I had a fantastic time at APSA last week. Early-stage PhD students, it’s definitely worth attending even if you’re not presenting. Here are some of the papers that really stood out to me:
- Shivaji Mukherjee is doing some very interesting work on how colonial-era British institutions in India may help to predict today’s Maoist insurgency in the southern and eastern states.
- Also in India, I really liked Gabrielle Kruks-Wisner‘s research on the varied strategies that citizens use to make claims on the state.
- Mark Dincecco and Massimiliano Gaetano Onorato have a thought-provoking paper on how medieval warfare led to the consolidation of major cities in Europe.
- Kendra Koivu is doing some interesting research on how organized criminal groups use violence internally (to keep order in their ranks) and externally (to compete with other groups). I couldn’t find this paper online, but her earlier work on relationships between states and organized crime groups looks good as well.

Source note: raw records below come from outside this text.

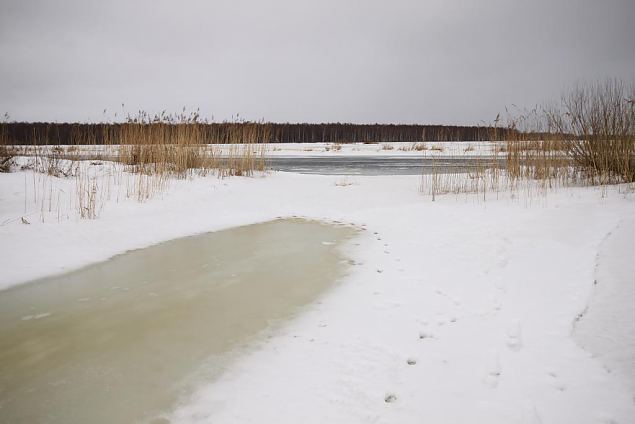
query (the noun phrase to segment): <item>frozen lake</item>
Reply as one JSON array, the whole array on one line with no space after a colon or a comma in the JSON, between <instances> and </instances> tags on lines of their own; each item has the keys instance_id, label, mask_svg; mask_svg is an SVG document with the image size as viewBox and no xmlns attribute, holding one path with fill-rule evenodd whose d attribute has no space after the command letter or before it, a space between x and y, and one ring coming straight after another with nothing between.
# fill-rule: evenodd
<instances>
[{"instance_id":1,"label":"frozen lake","mask_svg":"<svg viewBox=\"0 0 635 424\"><path fill-rule=\"evenodd\" d=\"M505 166L505 159L493 157L413 156L273 156L267 165L275 171L323 175L426 175L468 173Z\"/></svg>"},{"instance_id":2,"label":"frozen lake","mask_svg":"<svg viewBox=\"0 0 635 424\"><path fill-rule=\"evenodd\" d=\"M346 268L339 247L355 232L276 220L0 292L0 422L148 422L169 412L334 284Z\"/></svg>"}]
</instances>

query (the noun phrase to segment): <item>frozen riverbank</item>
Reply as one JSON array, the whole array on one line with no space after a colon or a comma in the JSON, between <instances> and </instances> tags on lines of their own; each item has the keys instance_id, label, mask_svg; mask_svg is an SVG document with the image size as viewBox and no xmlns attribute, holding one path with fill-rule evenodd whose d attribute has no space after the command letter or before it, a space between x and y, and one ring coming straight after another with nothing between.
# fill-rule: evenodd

- Finally, Alexandra Hartman (with coauthor Ben Morse) presented some fascinating results from a study examining why Liberians decided to host refugees from Côte d’Ivoire during the recent Ivoirian civil war. Moving beyond the standard (shallow) model of ethnic politics in Africa, they also looked at whether Liberians’ own experiences of conflict helped them to empathize with the Ivoirians, and led them to host people from different ethnic or religious groups. Also not online yet, but I’d keep an eye out for this; it’s a really welcome move towards more contextualized and frankly more respectful understandings of African political life.